Über Geschichte zu reden ist wohl das Wichtigste im Geschichteunterricht, auch um jungen Menschen die Möglichkeit zu geben, sich politisch und historisch zu bilden, sich ein Bild zu machen – von Dingen, die bereits passiert sind, aber auch gemeinsam darüber zu philosophieren, was in Zukunft passieren könnte.
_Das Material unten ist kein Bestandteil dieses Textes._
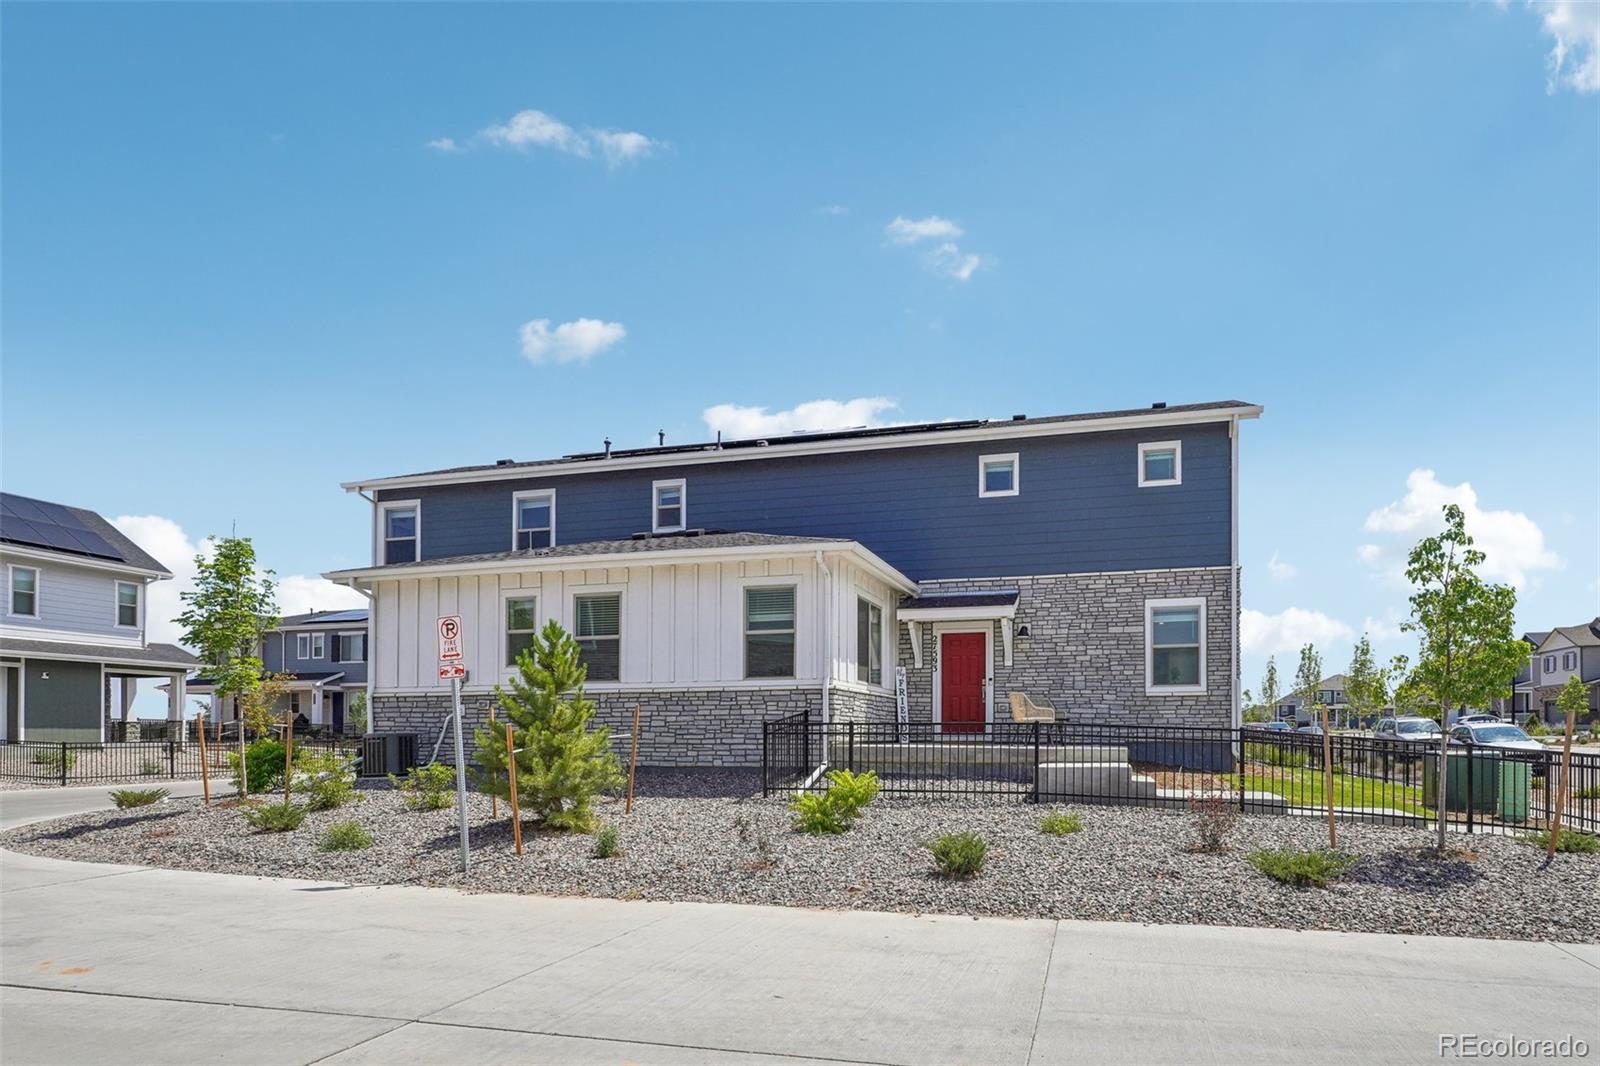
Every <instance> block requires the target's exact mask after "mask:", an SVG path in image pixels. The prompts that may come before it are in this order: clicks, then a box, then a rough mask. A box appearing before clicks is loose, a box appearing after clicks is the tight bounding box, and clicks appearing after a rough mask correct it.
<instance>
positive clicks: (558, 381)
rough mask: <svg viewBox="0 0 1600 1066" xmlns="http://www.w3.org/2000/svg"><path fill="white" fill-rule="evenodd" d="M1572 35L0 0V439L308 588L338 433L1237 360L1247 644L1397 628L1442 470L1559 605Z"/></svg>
mask: <svg viewBox="0 0 1600 1066" xmlns="http://www.w3.org/2000/svg"><path fill="white" fill-rule="evenodd" d="M1597 37H1600V14H1597V8H1595V6H1594V5H1589V6H1587V8H1584V6H1578V5H1573V3H1552V5H1523V3H1507V5H1493V3H1482V5H1227V6H1206V5H1184V6H1131V5H1128V6H1054V8H1038V6H1008V8H987V6H986V8H976V6H931V8H928V6H875V8H843V6H749V8H736V6H664V5H661V6H648V8H618V6H587V5H586V6H558V8H530V6H510V5H491V6H421V5H406V6H381V5H339V6H288V5H274V6H235V5H205V6H202V5H176V6H149V5H118V6H86V5H50V6H21V5H8V6H6V10H5V35H3V56H0V58H3V64H0V66H3V75H0V77H3V83H0V88H3V112H0V118H3V144H0V147H3V182H5V187H3V192H5V230H3V238H0V242H3V243H0V259H3V322H0V341H3V365H0V410H3V427H0V448H3V455H0V479H3V482H5V487H6V488H8V490H13V491H21V493H30V495H38V496H45V498H51V499H61V501H69V503H75V504H85V506H91V507H96V509H99V511H102V512H104V514H107V515H117V517H122V519H126V522H125V527H126V528H130V530H133V531H136V535H138V536H141V539H144V541H146V543H147V547H150V549H152V551H154V552H155V554H157V555H163V554H165V555H182V554H187V552H189V551H190V549H192V547H190V546H192V544H194V543H197V541H198V539H200V538H203V536H205V535H208V533H226V531H229V530H230V528H235V525H237V530H238V531H240V533H246V535H250V536H253V538H254V539H256V544H258V547H259V551H261V554H262V557H264V560H266V562H267V563H269V565H272V567H274V568H277V571H278V573H280V575H283V576H285V578H288V583H286V586H285V607H288V608H296V610H298V608H304V607H309V605H317V607H333V605H336V603H338V600H334V599H333V595H331V594H328V591H326V589H323V587H320V586H318V583H317V581H315V579H314V578H315V575H317V573H320V571H323V570H330V568H336V567H347V565H354V563H360V562H365V554H366V544H368V533H366V522H368V512H366V506H365V504H363V503H362V501H360V499H358V498H355V496H349V495H346V493H342V491H341V490H339V487H338V485H339V482H341V480H349V479H355V477H368V475H378V474H397V472H406V471H413V469H429V467H438V466H450V464H456V463H475V461H486V459H494V458H502V456H514V458H534V456H542V455H552V453H562V451H573V450H586V448H594V447H598V443H600V440H602V437H606V435H610V437H611V439H613V440H616V442H618V443H619V445H638V443H646V442H653V439H654V434H656V431H658V429H662V431H666V432H667V437H669V440H686V439H699V437H704V435H707V434H709V432H710V429H714V427H718V426H720V427H726V429H730V431H739V429H747V427H755V426H762V427H779V429H781V427H792V426H800V427H819V426H822V424H827V423H846V424H856V423H862V421H923V419H938V418H957V416H1008V415H1013V413H1022V411H1026V413H1029V415H1046V413H1061V411H1078V410H1102V408H1118V407H1136V405H1146V403H1150V402H1155V400H1166V402H1171V403H1178V402H1189V400H1208V399H1246V400H1253V402H1259V403H1264V405H1266V408H1267V413H1266V418H1262V419H1261V421H1259V423H1253V424H1248V426H1246V431H1245V442H1243V504H1242V511H1243V530H1242V552H1243V562H1245V568H1246V573H1245V607H1246V608H1248V611H1250V613H1248V615H1246V616H1245V629H1246V666H1245V683H1246V685H1250V687H1254V683H1256V679H1259V674H1261V666H1262V664H1264V661H1266V655H1269V653H1270V651H1277V653H1278V661H1280V666H1283V664H1285V663H1286V659H1288V658H1291V656H1293V653H1291V651H1288V650H1290V648H1293V647H1298V643H1299V642H1301V640H1304V639H1315V640H1318V642H1320V643H1322V645H1323V647H1325V656H1326V659H1328V663H1330V672H1331V667H1334V666H1342V663H1344V661H1346V659H1347V655H1349V639H1350V635H1352V634H1354V632H1357V631H1360V629H1362V627H1370V629H1373V631H1374V635H1376V637H1378V645H1379V650H1381V651H1397V650H1405V647H1406V643H1408V640H1405V639H1400V635H1398V634H1397V632H1394V627H1395V624H1397V621H1398V619H1400V618H1402V616H1403V611H1405V589H1403V587H1400V584H1398V583H1397V579H1395V567H1397V563H1398V559H1400V557H1402V555H1403V549H1405V546H1408V544H1410V543H1411V541H1414V539H1416V538H1418V536H1421V535H1422V533H1426V531H1429V528H1432V525H1434V522H1435V515H1437V509H1438V504H1440V503H1442V501H1445V499H1458V501H1469V503H1470V506H1469V520H1470V522H1472V525H1474V528H1475V530H1477V531H1478V535H1480V536H1482V538H1483V541H1485V544H1486V546H1488V547H1490V551H1491V568H1493V573H1494V575H1496V576H1499V578H1502V579H1510V581H1514V583H1517V584H1518V586H1520V589H1522V607H1520V623H1522V624H1523V626H1525V627H1547V626H1550V624H1570V623H1574V621H1579V619H1586V618H1589V616H1592V615H1594V613H1597V610H1600V578H1597V567H1600V562H1597V560H1600V543H1597V530H1600V487H1597V480H1600V479H1597V474H1595V471H1597V466H1595V455H1600V429H1597V426H1600V418H1597V416H1600V301H1597V291H1600V205H1597V195H1595V190H1597V187H1600V173H1597V171H1600V165H1597V160H1600V93H1597V90H1600V67H1597V62H1600V59H1597V54H1595V45H1597ZM1557 59H1558V61H1560V62H1557ZM803 403H818V405H816V407H808V408H805V410H802V411H800V413H798V415H790V416H786V415H784V413H786V411H792V410H794V408H795V407H797V405H803ZM714 408H715V410H714ZM750 408H765V411H763V410H750ZM763 419H771V421H763ZM166 562H168V563H170V565H173V567H174V568H182V567H181V563H182V560H181V559H166ZM173 592H176V589H174V587H173V589H170V591H168V592H166V594H163V595H166V597H168V599H174V597H173ZM152 608H155V610H157V613H158V611H160V610H162V600H160V599H155V597H152ZM157 635H158V637H160V635H163V634H162V632H160V631H158V632H157Z"/></svg>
Gegenwartsbezug und Vergleiche anstellen können, sensibilisiert sein in Bezug auf ganz aktuelle gesellschaftliche Themen und Ereignisse wie Rassismus, Antisemitismus, Wiederbetätigung, Propaganda, Genozide oder auch andere Missachtungen der Menschenrechte muss für alle selbstverständlich werden und sein.

Um den Schülerinnen und Schülern der 4. Klassen ausreichend Gelegenheit zu geben, sich mit diesen und anderen dazu passenden Themen des 20. Jahrhunderts zu beschäftigen, verfassten sie ein umfassendes Themenmagazin und konnten so nicht nur viel Neues lernen, sondern auch reflektieren. Den Abschluss bildete der Entwurf eines Mahnmals, das an eine weltweite Katastrophe erinnern soll.